Vladivostok | Владивосток
Llegué a Vladivostok con una tristeza que pensé que arrastraría por días pero no fue así. La ciudad me acurrucó con su cielo gris, con lluviecitas y neblina, me distrajo con su rareza, con su sobriedad, con los rostros de la gente, facciones con las que no estaba familiarizada. Me distrajo el alfabeto ruso que hice el intento de aprender un par de días antes, con lo poco que avancé bastó para ponerme a jugar leyendo palabras en la calle hasta encontrar alguna que conociera y así descifré el letrero de la óptica de la esquina que parecía un restaurantes, el de los cafés, el sitio de alquiler de carros y los uniformes que decían Policía.
Nunca había mirado el mapa apuntando más allá del norte de Corea, siempre miraba a la Asia de los lados o del sur pero nunca a la de arriba. La idea de visitar esa Rusia remota llegó por la necesidad de salir de Corea antes de que expirara mi tiempo permitido, así que abrí google maps, investigué y encontré esta ciudad puerto de un país que siempre me intimidó, del que nunca he tenido una idea concreta y del que solo tenía una sensación sombría nacida de las películas (particularmente de las de Tarkovsky) y de algunos libros.

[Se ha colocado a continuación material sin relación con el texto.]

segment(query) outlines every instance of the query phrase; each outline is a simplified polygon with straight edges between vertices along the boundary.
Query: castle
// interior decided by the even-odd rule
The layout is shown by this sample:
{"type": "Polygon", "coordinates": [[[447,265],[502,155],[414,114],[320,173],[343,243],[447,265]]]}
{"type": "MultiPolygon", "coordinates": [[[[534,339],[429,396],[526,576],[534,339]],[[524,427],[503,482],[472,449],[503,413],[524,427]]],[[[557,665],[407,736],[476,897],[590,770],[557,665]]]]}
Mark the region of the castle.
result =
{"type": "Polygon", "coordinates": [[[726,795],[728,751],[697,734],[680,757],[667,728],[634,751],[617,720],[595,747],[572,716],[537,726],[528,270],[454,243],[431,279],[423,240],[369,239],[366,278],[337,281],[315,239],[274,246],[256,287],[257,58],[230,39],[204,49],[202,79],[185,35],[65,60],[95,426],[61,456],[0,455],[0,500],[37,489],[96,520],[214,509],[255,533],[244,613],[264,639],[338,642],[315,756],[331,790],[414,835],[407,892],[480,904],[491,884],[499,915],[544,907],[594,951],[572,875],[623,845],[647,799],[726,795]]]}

La ciudad se me hizo fascinante de una nueva forma, no la encontré particularmente bella, única o animada, pero qué interesante puede ser un lugar con veranos de frío y lluvia ¿cómo será su invierno?, rápidamente concluí que sus habitantes son fuertes, ¡son sobrevivientes!, y ¿cómo se las apañan para pasar meses con poco sol?, ¡y el viento que hace! y ¿la gente no sonríe?, ¿confío entonces en que son felices a su manera? seguro celebran de formas extravagantes aunque el trato de los locales lo sentí tan distante que creo que siempre recordaré a las tres personas que me sonrieron mientras interactuábamos; bueno, siendo sincera, solo recuerdo muy bien al guapo barista de ojos oscuros y pelo canoso del café de la esquina frente a la plaza principal.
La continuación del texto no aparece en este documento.